In 2022, Musk told Tesla employees in a company email he expected them to report into the office 40 hours per week or “we will assume you have resigned.” And one of his first moves after purchasing X in October 2022 was to threaten layoffs for any workers who refused to come into the office, claiming remote workers were just “pretending” to work and insisting that any workers desiring flexible options run their requests by him personally.

On Thursday, Musk and Ramaswamy attended “several closed-door meetings,” ABC News reported, with a smattering of Republican congresspeople and senators in an attempt to garner support for their plan.

The RTO Defenders

The businessmen, who President-elect Donald Trump selected to lead an external advisory board called the Department of Government Efficiency (DOGE), attended several closed-door meetings with GOP senators and House members to sell their plans to cut as much as $2 trillion from the federal budget of what they called waste.

In a November op-ed in the Wall Street Journal, Musk and Ramaswamy wrote that “mass head-count reductions across the federal bureaucracy” will be the main way of cutting trillions in costs.

“Requiring federal employees to come to the office five days a week would result in a wave of voluntary terminations that we welcome,” they wrote. “If federal employees don’t want to show up, American taxpayers shouldn’t pay them for the COVID-era privilege of staying home.”

Ramaswamy even suggested firing 75% of federal employees.

The federal employees who currently are taking advantage of their work-from-home abilities are part of the problem of federal budget waste, Musk told lawmakers on Thursday.

Many of those lawmakers agree with him.

Musk’s long war against remote work may reach a detente

Echoing his earlier gripes, Musk said in 2023 that working from home is as much a productivity issue as it is a moral issue, arguing desk workers shouldn’t be able to enjoy the flexibility of a home office if industrial workers—like those assembling Tesla cars—and food-delivery workers have to leave their homes to make a living. “People should get off their goddamn moral high horse with their work from home bulls–t,” he said. “The laptop class is living in la la land.”

But the issue might be overblown. Per a nearly 3,000-page August 2024 report from the Federal Office of Management and Budget, roughly half of federal workers are in fully in-person roles, like healthcare and food-supply inspection. Even for telework-eligible roles, 60% of work performed was at an assigned job site.

“These figures demonstrate that the Federal workforce is generally in line with the rates of on-site work performed across all sectors in the economy, as demonstrated by independent analysis from the Bureau of Labor Statistics,” the OMB said.

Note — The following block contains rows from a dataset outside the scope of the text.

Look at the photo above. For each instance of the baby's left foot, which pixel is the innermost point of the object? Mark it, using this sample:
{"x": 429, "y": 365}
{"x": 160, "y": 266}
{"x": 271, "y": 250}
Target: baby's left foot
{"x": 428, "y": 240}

Nonetheless, House Speaker Mike Johnson voiced support for Musk’s opinion on the matter, expressed excitement to continue working with Musk and Ramaswamy, and repeated an unsubstantiated claim that just 1% of federal workers work in-person each day.

Yet Musk and Ramaswamy, for all their promises, might find themselves without much power. Musk in particular, who stormed into Twitter and instantly fired thousands of workers after his $44 billion takeover, will lack the same abilities in the government.

DOGE “doesn’t have any power,” Douglas Holtz-Eakin, the former director of the Congressional Budget Office and current president of the center-right American Action Forum, told Fortune’s Geoff Colvin. “They’re an outside advisory group who are going to generate ideas. They are essentially a very high-profile think tank.”